Another celebration of 20 great years of folk, this puts Rusby’s gorgeous voice in the spotlight
Time: 20 Tracks / 90 minutes
What was it about 1982 that started so much talent? Both Show of Hands and Kate Rusby celebrate their 20-year milestone this month, but they sit at opposite ends of the folk spectrum. While Show of Hands celebrate with a visceral transatlantic approach that widens their range, Rusby has gently focused on what she does best and refined it.
A decade ago, she released a compilation of tracks from across her career, together with some obligatory bonus material. This time she re-works one favourite track for each of the first nineteen years, each featuring a singing partner, plus one new song.
My first impressions were that this is a disappointingly mid-tempo, drum-free affair that needed a bit of a kick or some hooks to bring Rusby’s characteristically melancholy works to life.

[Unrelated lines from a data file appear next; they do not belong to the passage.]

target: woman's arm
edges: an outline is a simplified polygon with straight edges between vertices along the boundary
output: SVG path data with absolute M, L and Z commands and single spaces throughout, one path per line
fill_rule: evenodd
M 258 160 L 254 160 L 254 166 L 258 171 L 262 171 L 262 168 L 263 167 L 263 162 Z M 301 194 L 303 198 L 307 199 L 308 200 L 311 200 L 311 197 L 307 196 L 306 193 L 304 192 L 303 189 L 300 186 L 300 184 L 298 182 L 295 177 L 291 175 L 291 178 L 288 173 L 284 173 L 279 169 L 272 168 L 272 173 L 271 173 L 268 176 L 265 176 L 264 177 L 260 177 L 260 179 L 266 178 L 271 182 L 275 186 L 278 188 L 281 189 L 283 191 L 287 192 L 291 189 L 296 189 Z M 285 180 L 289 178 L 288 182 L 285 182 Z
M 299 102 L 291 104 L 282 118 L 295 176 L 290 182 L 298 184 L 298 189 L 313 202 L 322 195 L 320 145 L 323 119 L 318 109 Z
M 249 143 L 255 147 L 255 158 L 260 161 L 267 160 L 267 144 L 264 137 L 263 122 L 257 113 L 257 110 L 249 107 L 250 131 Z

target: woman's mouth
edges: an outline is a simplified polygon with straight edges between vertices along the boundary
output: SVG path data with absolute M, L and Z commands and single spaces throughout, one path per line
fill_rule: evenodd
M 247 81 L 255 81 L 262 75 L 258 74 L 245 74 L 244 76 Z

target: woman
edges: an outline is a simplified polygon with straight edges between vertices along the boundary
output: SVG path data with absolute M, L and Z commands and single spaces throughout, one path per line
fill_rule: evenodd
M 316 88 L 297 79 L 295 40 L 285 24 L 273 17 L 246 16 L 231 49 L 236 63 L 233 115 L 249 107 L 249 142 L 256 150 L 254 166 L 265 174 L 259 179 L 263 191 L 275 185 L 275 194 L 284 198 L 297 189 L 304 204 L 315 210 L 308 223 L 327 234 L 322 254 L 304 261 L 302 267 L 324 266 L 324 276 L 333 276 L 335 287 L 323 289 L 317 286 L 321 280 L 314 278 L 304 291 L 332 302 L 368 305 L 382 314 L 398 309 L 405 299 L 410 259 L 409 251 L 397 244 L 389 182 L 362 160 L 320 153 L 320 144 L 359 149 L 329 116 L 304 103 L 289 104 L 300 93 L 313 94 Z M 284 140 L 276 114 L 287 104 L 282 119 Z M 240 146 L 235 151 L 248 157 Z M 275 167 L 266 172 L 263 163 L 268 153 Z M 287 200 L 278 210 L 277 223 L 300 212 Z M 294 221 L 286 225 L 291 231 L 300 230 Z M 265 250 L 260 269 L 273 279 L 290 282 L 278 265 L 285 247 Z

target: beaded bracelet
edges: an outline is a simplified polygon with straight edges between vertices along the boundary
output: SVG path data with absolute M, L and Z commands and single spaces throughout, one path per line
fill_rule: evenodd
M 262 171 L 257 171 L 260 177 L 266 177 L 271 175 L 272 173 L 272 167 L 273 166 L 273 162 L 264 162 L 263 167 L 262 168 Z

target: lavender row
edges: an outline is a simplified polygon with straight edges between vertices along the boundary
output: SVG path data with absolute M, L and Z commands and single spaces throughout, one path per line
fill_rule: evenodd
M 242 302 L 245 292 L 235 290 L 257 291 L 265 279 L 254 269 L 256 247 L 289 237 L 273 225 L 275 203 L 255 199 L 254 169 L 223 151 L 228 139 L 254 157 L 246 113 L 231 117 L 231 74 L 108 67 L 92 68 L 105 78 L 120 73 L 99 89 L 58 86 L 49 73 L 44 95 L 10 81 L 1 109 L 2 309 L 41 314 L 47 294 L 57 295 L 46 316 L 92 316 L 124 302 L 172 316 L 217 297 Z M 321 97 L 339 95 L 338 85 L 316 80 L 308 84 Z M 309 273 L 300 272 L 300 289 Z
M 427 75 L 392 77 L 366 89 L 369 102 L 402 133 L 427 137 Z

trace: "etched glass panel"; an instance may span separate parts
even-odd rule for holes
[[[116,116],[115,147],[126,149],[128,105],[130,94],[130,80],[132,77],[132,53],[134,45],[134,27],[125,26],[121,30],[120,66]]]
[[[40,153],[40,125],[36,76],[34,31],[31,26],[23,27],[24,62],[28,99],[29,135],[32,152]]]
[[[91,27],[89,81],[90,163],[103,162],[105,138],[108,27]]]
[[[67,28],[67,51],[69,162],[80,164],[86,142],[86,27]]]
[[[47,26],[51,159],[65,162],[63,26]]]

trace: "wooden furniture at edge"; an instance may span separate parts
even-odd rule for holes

While an element of that remains early in the second disc, every listen has brought out a new depth to these quality songs and I now view its acoustic evenness as a mood-creating virtue.
The first disc would be worth the money on its own. A delicate and cultured mix of acoustic instruments cushions Rusby’s gorgeous voice. Live, her cheeky Yorkshire banter belies those warm, clear and breathy tones that cuddle each word she sings. Given a new light and slightly funky rhythm, “Awkward Annie” starts the collection as a notably re-worked duet with Chris Thile, while the magical melody of its original disc-mate “Planets” follows a few tracks later, brightened by some strutting mandolin and Sarah Jarosz’s beautiful harmonies. With such great songs as these, “The Lark”, “Wandering Soul” (another perfect melody) and “Bitter Boy,” there are too many high points for standouts.
Each languid duet lets Rusby’s vocal breathe freely and the extra singers tone well. The most enjoyable combinations are the songs with established folk royalty, such as Eddi Reader, Dick Gaughan, Richard Thompson and Nic Jones (as well as Radiohead’s Phil Selway). The only point across both discs that jars is Paul Weller’s too-raw vocal on the catchy new song “Sun Grazers”. His lack of folk experience shows, and he stands out for the wrong reasons.
Although my review copy has no credits, some fine Danny Thompson-like bass graces several tracks, notably the traditional “Jolly Plough Boys.”
The second disc has its own highlights. It’s natural for the Barnsley Nightingale to want to include the Grimethorpe Colliery Band, but they could easily drown the smoothness of her voice. Not here; mixed down, they put “Underneath the Stars” into soft-focus. Pared back to piano and flute, the backing to “Bring Me a Boat” brings out the reedy tones of Declan O’Rourke’s vocals as clearly as Rusby’s. In “All God’s Angels,” Paul Brady acts out a vindictive man who has got a girl pregnant and not only abandons her, but does so with heart-breakingly callous comments.
This understated project highlights what folk does best: timeless tunes sung by breathtaking voices. Plainly an ideal way in for newcomers, it still offers seasoned fans some treats that they will be playing for many years.